Pediatric Oncology Branch, Center for Cancer Research (CCR), National Cancer Institute (NCI), NIH, Bethesda, MD, USA; George Washington University School of Medicine, Washington, DC, USA.
Pediatric Oncology Branch, Center for Cancer Research (CCR), National Cancer Institute (NCI), NIH, Bethesda, MD, USA; Division of Biology and Biomedical Sciences, Washington University, St. Louis, MO, USA.
Mol Ther. 2024 Sep 4;32(9):2979-2983. doi: 10.1016/j.ymthe.2024.03.030. Epub 2024 Mar 26.
With expansion of chimeric antigen receptor (CAR) T cell therapy and broader utilization of anti-cytokine directed therapeutics for toxicity mitigation, the routine assessment of cytokines may enhance understanding of toxicity profiles, guide therapeutic interventions, and facilitate cross-trial comparisons. As specific cytokine elevations can correlate with and provide insights into CAR T cell toxicity, mitigation strategies, and response, we explored the reporting of cytokine detection methods and assessed for the correlation of cytokines to cytokine release syndrome (CRS) and immune effector cell-associated neurotoxicity syndrome (ICANS) across clinical trials. In this analysis, we reviewed 21 clinical trials across 60 manuscripts that featured a US Food and Drug Administration-approved CAR T cell construct or one of its predecessors. We highlight substantial variability and limited reporting of cytokine measurement platforms and panels used across CAR T cell clinical trials. Specifically, across 60 publications, 28 (46.7%) did not report any cytokine data, representing 6 of 21 (28.6%) clinical trials. In the 15 trials reporting cytokine data, at least 4 different platforms were used. Furthermore, correlation of cytokines with ICANS, CRS, and CRS severity was limited. Considering the fundamental role of cytokines in CAR T cell toxicity, our manuscript supports the need to establish standardization of cytokine measurements as a key biomarker essential to improving outcomes of CAR T cell therapy.
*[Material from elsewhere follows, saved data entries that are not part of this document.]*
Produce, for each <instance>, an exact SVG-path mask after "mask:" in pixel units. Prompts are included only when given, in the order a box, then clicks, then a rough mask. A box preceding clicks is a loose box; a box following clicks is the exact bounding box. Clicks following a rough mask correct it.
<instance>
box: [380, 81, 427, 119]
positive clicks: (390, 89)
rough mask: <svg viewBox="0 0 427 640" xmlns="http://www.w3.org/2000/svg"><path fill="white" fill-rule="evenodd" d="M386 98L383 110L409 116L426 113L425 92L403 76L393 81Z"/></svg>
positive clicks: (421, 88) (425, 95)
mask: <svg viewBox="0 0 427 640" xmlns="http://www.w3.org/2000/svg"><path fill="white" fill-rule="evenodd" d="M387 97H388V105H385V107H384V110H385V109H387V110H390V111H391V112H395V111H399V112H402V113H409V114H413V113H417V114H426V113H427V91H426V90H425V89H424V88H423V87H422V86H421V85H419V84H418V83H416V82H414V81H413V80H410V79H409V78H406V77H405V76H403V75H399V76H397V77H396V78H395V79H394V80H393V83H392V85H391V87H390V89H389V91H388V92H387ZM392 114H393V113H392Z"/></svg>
随着嵌合抗原受体 (CAR) T 细胞疗法的扩展和更广泛地使用抗细胞因子导向疗法来减轻毒性,常规评估细胞因子可能有助于更好地了解毒性特征,指导治疗干预,并促进临床试验之间的比较。由于特定细胞因子的升高与 CAR T 细胞毒性、缓解策略以及反应相关,我们探讨了细胞因子检测方法的报告情况,并评估了细胞因子与细胞因子释放综合征 (CRS) 和免疫效应细胞相关神经毒性综合征 (ICANS) 之间的相关性在临床试验中。在这项分析中,我们回顾了 21 项临床试验,涉及 60 篇论文,其中包括经美国食品和药物管理局批准的 CAR T 细胞构建体或其前身之一。我们强调了在 CAR T 细胞临床试验中细胞因子测量平台和面板的使用存在很大的差异和有限的报告。具体来说,在 60 篇出版物中,有 28 篇(46.7%)没有报告任何细胞因子数据,占 21 项临床试验中的 6 项(28.6%)。在报告细胞因子数据的 15 项试验中,至少使用了 4 种不同的平台。此外,细胞因子与 ICANS、CRS 和 CRS 严重程度的相关性有限。考虑到细胞因子在 CAR T 细胞毒性中的基本作用,我们的论文支持需要建立细胞因子测量的标准化,作为改善 CAR T 细胞治疗结果的关键生物标志物的必要性。